A Few Hours From Pluto

New Horizons is flying past Pluto in only a few hours. We’ve been receiving more images, though they will continue to be scant over the coming days. You see, as it’s passing Pluto, the camera will be focused on it and Charon, which means that the high gain antenna will not be pointed toward Earth. We have to wait for the good pictures.

However, we do have some new images. Here is the latest for Pluto.

Pluto on July 12, 2015.
Pluto on July 12, 2015.

As you can see, there are craters, the dark regions around the equator, and guess what? An ice cap! That’s right, Pluto has an ice cap of nitrogen and methane. That was predicted, and it seems it was correct. Also, the diameter has been discovered to be 2,370 km, which is larger than thought. In fact, it turns it out it’s larger than Eris. Pluto is the largest Kuiper belt object that we know of. One thing that’s remarkable to me, though, is the mottled surface. It looks a lot like Triton in that respect. You can also see the bright area on the left side is rotating into view. It’s going to be the focus of the high resolution images.

On to Charon, which I have neglected to talk about.  Here’s the latest from Pluto’s largest moon.

Charon on July 12, 2015.
Charon on July 12, 2015.

There’s an obvious crater in this image, and the pole is dark. I wonder why.
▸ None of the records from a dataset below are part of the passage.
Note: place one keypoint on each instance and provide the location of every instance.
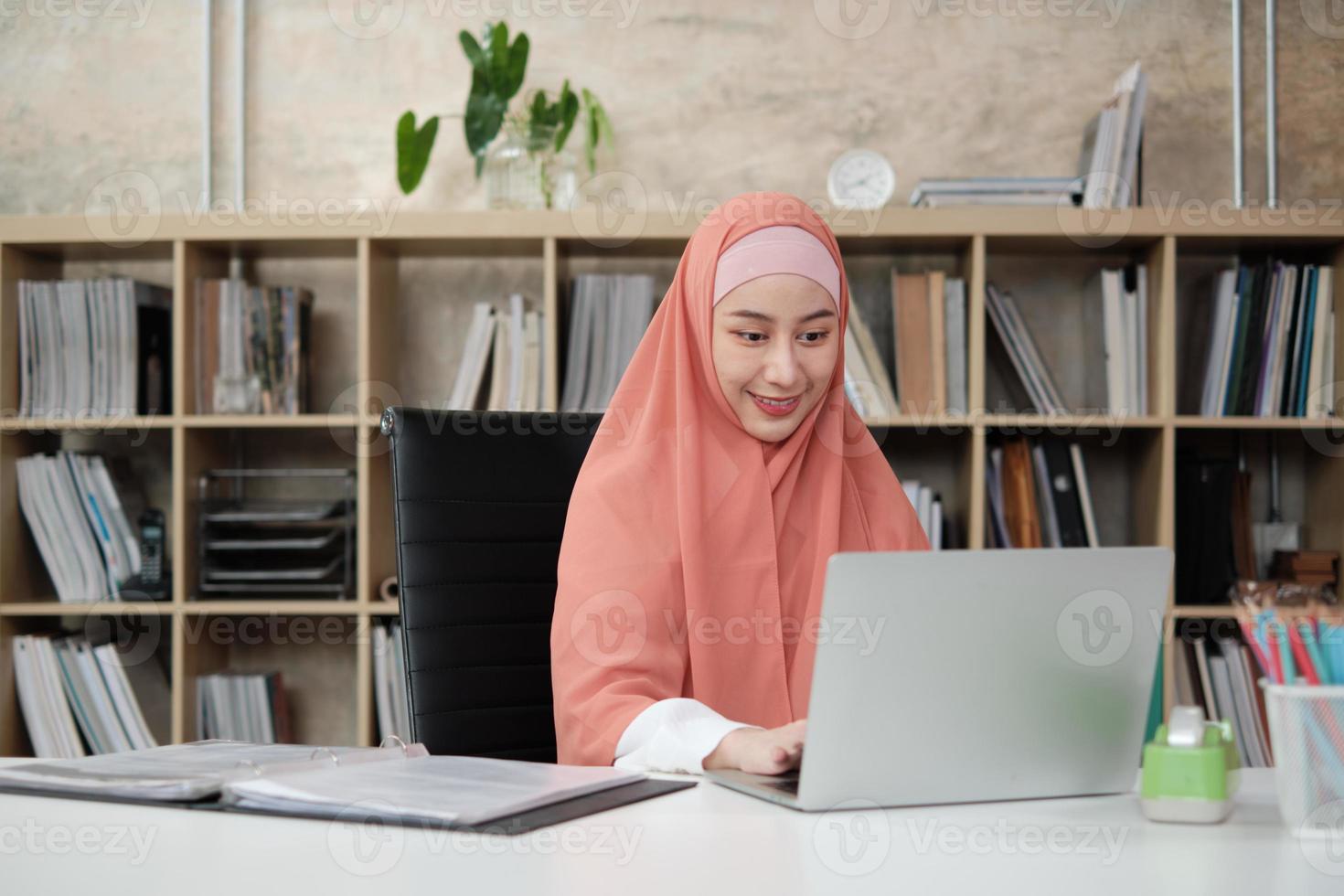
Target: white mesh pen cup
(1307, 735)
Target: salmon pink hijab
(695, 554)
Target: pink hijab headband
(775, 251)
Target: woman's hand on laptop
(761, 752)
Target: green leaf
(413, 149)
(569, 111)
(517, 68)
(483, 120)
(499, 58)
(472, 48)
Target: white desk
(694, 842)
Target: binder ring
(400, 743)
(328, 752)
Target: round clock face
(860, 179)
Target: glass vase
(525, 171)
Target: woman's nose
(781, 364)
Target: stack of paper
(78, 524)
(65, 681)
(94, 346)
(195, 770)
(464, 790)
(502, 367)
(609, 315)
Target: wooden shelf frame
(562, 245)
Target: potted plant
(529, 166)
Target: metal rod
(1238, 151)
(235, 262)
(1270, 112)
(206, 88)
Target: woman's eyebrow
(761, 316)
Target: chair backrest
(479, 506)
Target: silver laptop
(966, 676)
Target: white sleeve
(672, 735)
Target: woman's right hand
(761, 752)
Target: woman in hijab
(726, 470)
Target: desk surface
(703, 840)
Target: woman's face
(774, 337)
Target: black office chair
(479, 506)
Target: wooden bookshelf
(389, 314)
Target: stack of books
(234, 706)
(929, 335)
(1108, 164)
(609, 315)
(389, 784)
(78, 523)
(928, 506)
(997, 191)
(94, 347)
(1110, 154)
(503, 359)
(1040, 496)
(390, 696)
(1308, 567)
(1115, 329)
(251, 347)
(77, 698)
(1220, 677)
(1266, 343)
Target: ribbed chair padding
(479, 507)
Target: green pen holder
(1191, 782)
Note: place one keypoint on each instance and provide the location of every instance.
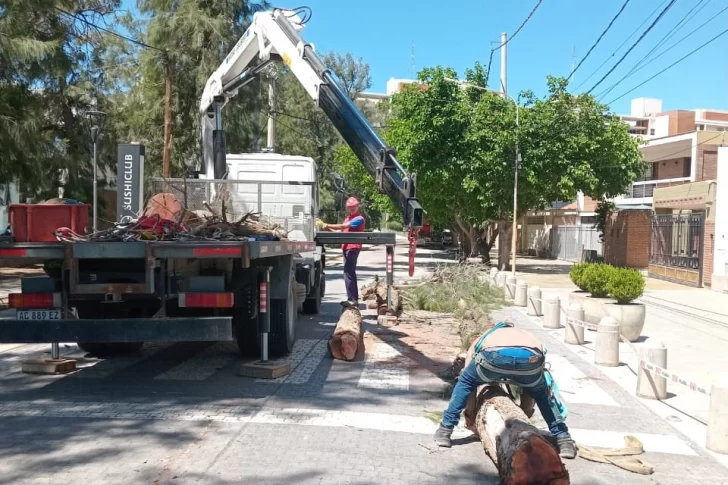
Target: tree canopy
(461, 141)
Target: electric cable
(659, 17)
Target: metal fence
(569, 242)
(290, 205)
(677, 240)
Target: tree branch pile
(375, 296)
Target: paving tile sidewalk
(603, 420)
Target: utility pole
(272, 114)
(504, 63)
(166, 151)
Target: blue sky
(457, 35)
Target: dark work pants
(350, 258)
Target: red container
(39, 222)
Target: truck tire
(283, 319)
(312, 304)
(109, 349)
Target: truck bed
(156, 249)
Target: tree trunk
(345, 341)
(471, 248)
(504, 245)
(522, 454)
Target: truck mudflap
(193, 329)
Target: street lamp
(97, 119)
(518, 163)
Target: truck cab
(283, 189)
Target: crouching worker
(507, 355)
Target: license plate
(38, 315)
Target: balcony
(640, 193)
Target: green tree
(49, 74)
(462, 144)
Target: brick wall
(670, 169)
(564, 220)
(708, 245)
(627, 238)
(706, 163)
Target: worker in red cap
(354, 222)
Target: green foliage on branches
(604, 208)
(462, 145)
(626, 285)
(596, 278)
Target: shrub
(595, 279)
(577, 274)
(626, 285)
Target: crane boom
(274, 36)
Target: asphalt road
(180, 414)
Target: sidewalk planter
(622, 285)
(631, 317)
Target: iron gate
(676, 247)
(568, 242)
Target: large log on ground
(522, 454)
(345, 341)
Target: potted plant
(626, 285)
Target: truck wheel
(109, 349)
(283, 317)
(312, 304)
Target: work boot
(442, 437)
(567, 447)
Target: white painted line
(653, 443)
(203, 365)
(243, 414)
(384, 369)
(11, 359)
(575, 386)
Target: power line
(523, 24)
(624, 5)
(620, 46)
(668, 49)
(671, 65)
(108, 31)
(492, 50)
(664, 11)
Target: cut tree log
(521, 453)
(345, 341)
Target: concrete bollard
(607, 345)
(717, 439)
(533, 306)
(651, 385)
(500, 279)
(509, 290)
(574, 334)
(521, 298)
(552, 312)
(493, 274)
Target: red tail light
(206, 300)
(34, 300)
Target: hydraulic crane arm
(272, 36)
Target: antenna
(412, 61)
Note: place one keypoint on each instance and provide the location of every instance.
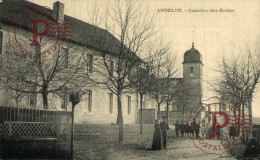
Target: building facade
(99, 104)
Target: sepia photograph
(130, 79)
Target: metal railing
(25, 114)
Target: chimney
(58, 8)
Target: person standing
(177, 128)
(192, 128)
(252, 150)
(182, 127)
(207, 130)
(218, 132)
(197, 129)
(164, 127)
(157, 142)
(187, 127)
(203, 133)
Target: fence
(25, 115)
(33, 133)
(24, 122)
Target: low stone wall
(57, 146)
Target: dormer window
(191, 70)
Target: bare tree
(132, 28)
(162, 72)
(77, 88)
(239, 78)
(13, 78)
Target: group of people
(186, 129)
(160, 134)
(194, 129)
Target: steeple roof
(192, 56)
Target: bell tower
(192, 76)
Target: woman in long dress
(156, 137)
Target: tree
(49, 61)
(13, 78)
(132, 28)
(239, 78)
(162, 73)
(77, 88)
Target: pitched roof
(82, 33)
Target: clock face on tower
(191, 75)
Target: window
(1, 41)
(90, 100)
(32, 100)
(129, 104)
(66, 57)
(111, 67)
(64, 101)
(90, 63)
(110, 103)
(191, 70)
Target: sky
(213, 33)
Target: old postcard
(130, 79)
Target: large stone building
(99, 105)
(181, 107)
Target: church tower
(192, 76)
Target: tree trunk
(167, 112)
(120, 118)
(141, 114)
(45, 100)
(16, 101)
(242, 121)
(159, 112)
(72, 131)
(250, 113)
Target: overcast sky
(214, 33)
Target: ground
(101, 142)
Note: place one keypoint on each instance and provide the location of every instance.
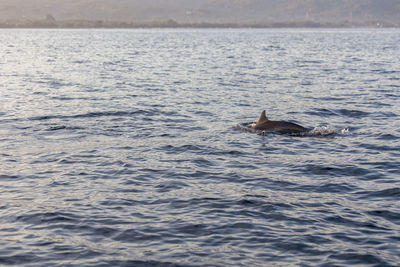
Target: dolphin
(284, 127)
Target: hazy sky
(204, 10)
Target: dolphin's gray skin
(263, 124)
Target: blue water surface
(124, 147)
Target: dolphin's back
(280, 127)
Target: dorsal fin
(262, 118)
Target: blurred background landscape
(175, 13)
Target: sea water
(122, 147)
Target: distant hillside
(212, 11)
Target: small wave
(327, 130)
(90, 115)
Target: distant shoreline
(76, 24)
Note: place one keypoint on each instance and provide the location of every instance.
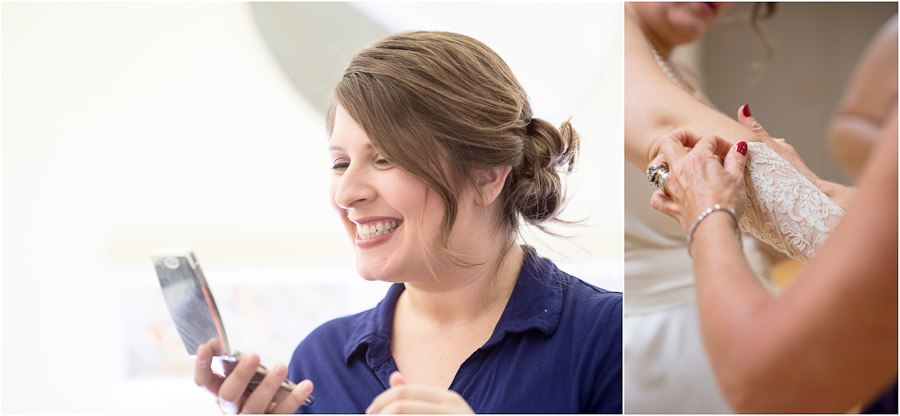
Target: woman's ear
(489, 183)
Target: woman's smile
(374, 231)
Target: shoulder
(333, 334)
(587, 298)
(327, 345)
(579, 297)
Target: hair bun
(537, 190)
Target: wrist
(715, 219)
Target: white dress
(666, 369)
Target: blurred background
(132, 126)
(798, 92)
(815, 47)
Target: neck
(663, 49)
(461, 294)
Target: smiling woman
(436, 160)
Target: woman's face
(679, 23)
(386, 211)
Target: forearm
(850, 140)
(729, 300)
(830, 341)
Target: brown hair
(442, 105)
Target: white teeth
(375, 229)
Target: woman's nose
(353, 188)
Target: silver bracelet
(710, 210)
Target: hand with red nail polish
(407, 398)
(698, 180)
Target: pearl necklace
(687, 84)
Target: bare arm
(830, 341)
(655, 106)
(867, 102)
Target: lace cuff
(784, 209)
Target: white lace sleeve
(784, 209)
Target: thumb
(749, 121)
(396, 379)
(736, 159)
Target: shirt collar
(535, 304)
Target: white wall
(131, 126)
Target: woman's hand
(838, 193)
(229, 392)
(698, 180)
(410, 398)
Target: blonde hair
(442, 105)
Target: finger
(396, 379)
(401, 392)
(736, 159)
(264, 393)
(409, 406)
(749, 121)
(215, 346)
(293, 401)
(234, 385)
(203, 375)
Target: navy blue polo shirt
(557, 348)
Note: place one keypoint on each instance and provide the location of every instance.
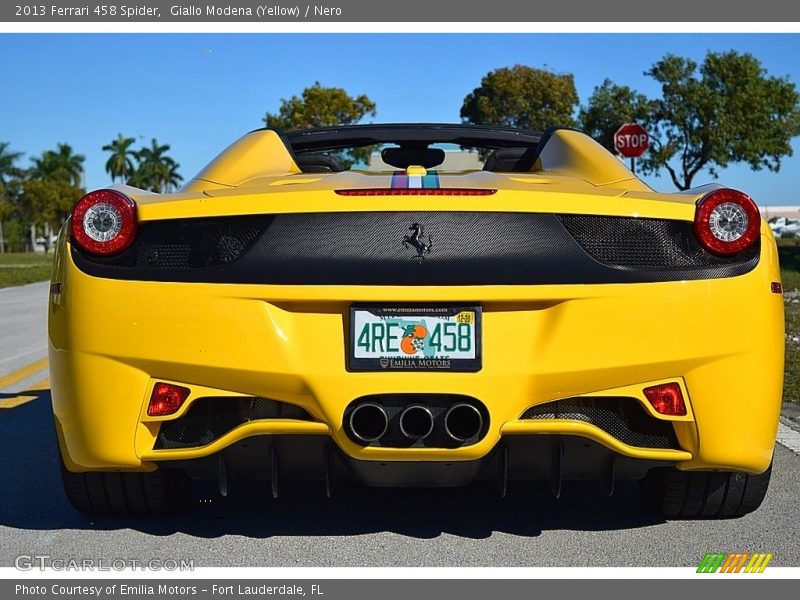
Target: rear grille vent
(375, 248)
(645, 243)
(209, 419)
(623, 418)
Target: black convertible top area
(404, 134)
(404, 144)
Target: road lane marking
(23, 373)
(27, 395)
(789, 438)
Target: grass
(19, 269)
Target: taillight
(104, 222)
(726, 222)
(667, 399)
(166, 399)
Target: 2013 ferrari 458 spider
(470, 303)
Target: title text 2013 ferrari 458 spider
(471, 303)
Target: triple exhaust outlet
(369, 422)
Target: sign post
(631, 141)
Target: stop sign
(631, 140)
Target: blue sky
(200, 92)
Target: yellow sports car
(416, 305)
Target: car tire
(705, 494)
(109, 493)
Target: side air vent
(623, 418)
(210, 418)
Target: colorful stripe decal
(428, 181)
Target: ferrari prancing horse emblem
(416, 240)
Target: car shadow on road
(31, 497)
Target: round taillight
(726, 222)
(104, 222)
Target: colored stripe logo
(429, 181)
(738, 562)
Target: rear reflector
(166, 399)
(667, 399)
(416, 192)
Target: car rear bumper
(721, 340)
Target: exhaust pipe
(368, 421)
(416, 422)
(463, 422)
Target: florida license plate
(403, 338)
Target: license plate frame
(423, 314)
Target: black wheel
(109, 493)
(705, 494)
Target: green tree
(610, 106)
(324, 107)
(46, 203)
(8, 172)
(155, 171)
(61, 164)
(120, 163)
(727, 111)
(523, 97)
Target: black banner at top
(265, 11)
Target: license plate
(403, 338)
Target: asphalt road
(358, 526)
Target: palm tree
(120, 163)
(156, 171)
(7, 160)
(60, 165)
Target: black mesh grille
(645, 243)
(191, 243)
(376, 248)
(210, 418)
(623, 418)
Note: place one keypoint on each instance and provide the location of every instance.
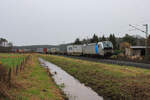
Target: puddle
(71, 86)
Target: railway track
(109, 61)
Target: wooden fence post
(9, 77)
(17, 70)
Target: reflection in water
(71, 87)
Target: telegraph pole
(146, 40)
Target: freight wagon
(54, 50)
(41, 50)
(75, 49)
(63, 49)
(101, 48)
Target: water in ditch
(70, 86)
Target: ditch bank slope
(111, 81)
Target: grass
(35, 84)
(32, 83)
(111, 81)
(11, 60)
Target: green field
(11, 60)
(32, 83)
(111, 81)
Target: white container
(74, 49)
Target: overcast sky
(31, 22)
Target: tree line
(127, 39)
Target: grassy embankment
(32, 83)
(111, 81)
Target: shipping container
(54, 50)
(75, 49)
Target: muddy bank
(110, 81)
(71, 87)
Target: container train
(104, 48)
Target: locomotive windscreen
(107, 45)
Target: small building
(136, 51)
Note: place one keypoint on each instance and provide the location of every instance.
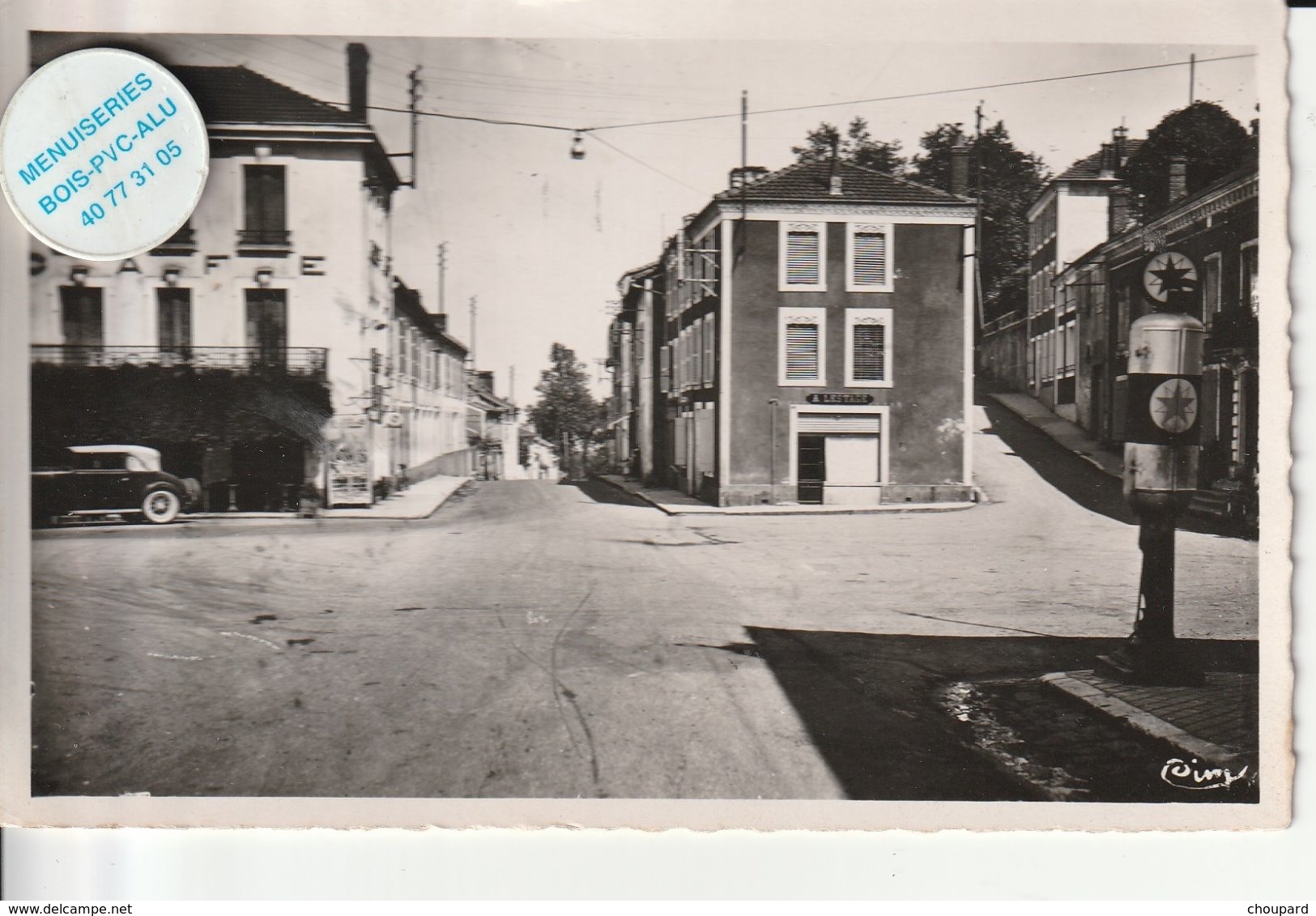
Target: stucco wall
(926, 423)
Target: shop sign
(840, 398)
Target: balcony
(265, 242)
(181, 244)
(299, 361)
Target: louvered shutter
(709, 351)
(802, 351)
(870, 257)
(802, 257)
(870, 353)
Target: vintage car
(109, 479)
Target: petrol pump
(1161, 450)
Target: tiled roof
(811, 181)
(237, 95)
(1091, 166)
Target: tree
(1206, 134)
(856, 147)
(1007, 182)
(566, 411)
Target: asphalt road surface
(533, 640)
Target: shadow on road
(1088, 486)
(603, 492)
(873, 705)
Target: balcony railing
(265, 241)
(303, 361)
(182, 242)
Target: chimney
(1118, 211)
(358, 65)
(743, 177)
(1178, 177)
(1122, 151)
(960, 168)
(835, 177)
(1109, 162)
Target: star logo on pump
(1174, 406)
(1168, 273)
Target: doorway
(838, 457)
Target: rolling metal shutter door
(838, 423)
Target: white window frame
(785, 228)
(882, 316)
(1244, 294)
(789, 316)
(709, 340)
(1207, 307)
(853, 229)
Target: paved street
(540, 640)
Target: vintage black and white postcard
(840, 424)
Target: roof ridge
(257, 74)
(905, 181)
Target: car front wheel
(161, 507)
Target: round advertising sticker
(103, 154)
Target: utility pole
(978, 212)
(414, 107)
(743, 225)
(442, 275)
(473, 333)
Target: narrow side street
(556, 641)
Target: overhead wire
(617, 149)
(810, 107)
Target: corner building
(816, 336)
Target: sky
(541, 240)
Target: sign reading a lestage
(838, 398)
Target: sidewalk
(678, 503)
(417, 501)
(1069, 435)
(1214, 726)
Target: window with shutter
(803, 357)
(802, 351)
(803, 245)
(869, 257)
(867, 347)
(265, 207)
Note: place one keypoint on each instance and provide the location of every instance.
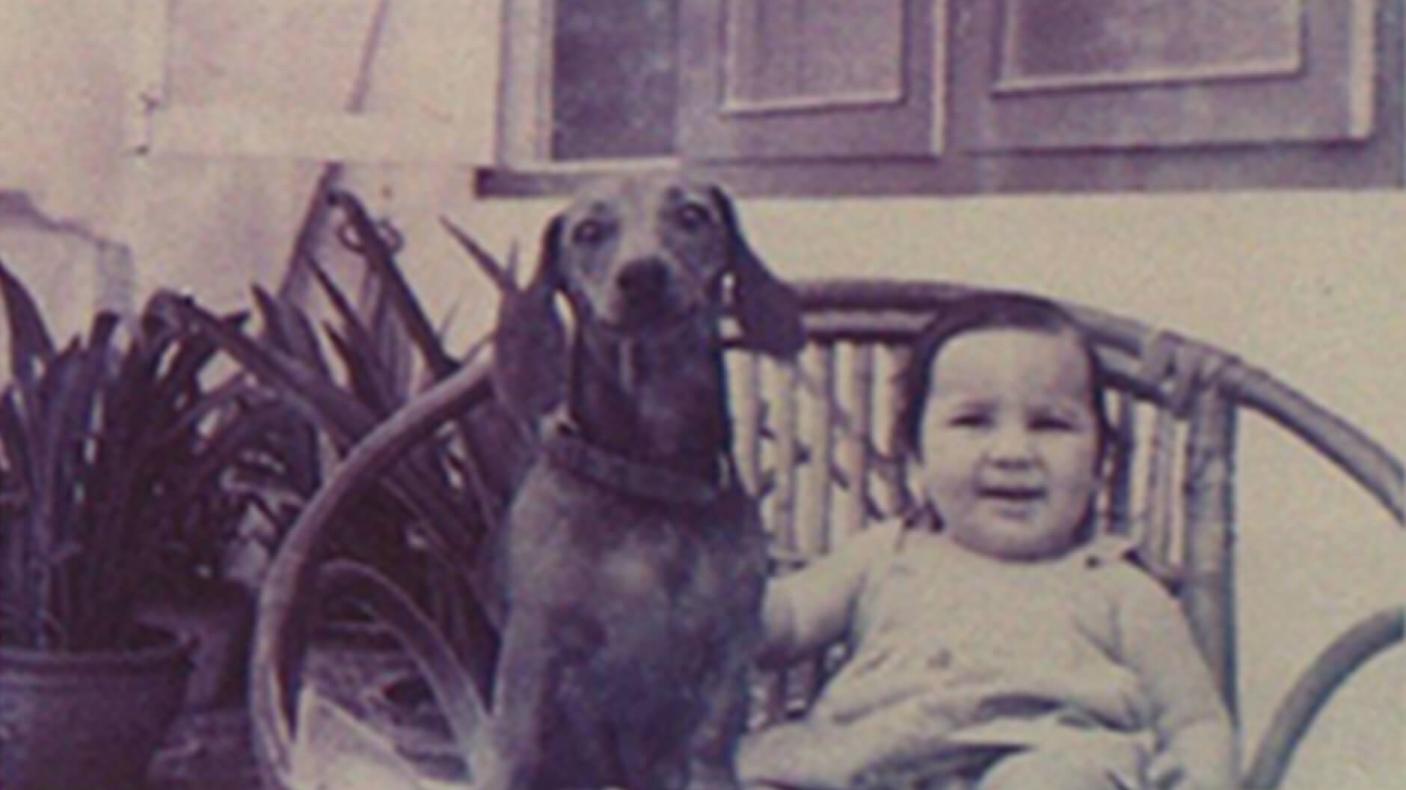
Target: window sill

But to the right of the bright crater is what looks like a chasm. This chasm is larger than the Grand Canyon.

So far, Charon looks like it could be found around a planet like Saturn with its chasm and grey appearance. We’ll see how it looks with higher resolution images in the coming days and weeks. Pluto, on the other hand, looks like it could be a cousin of Triton’s. Very interesting.

What’s surprised you so far about Pluto and Charon?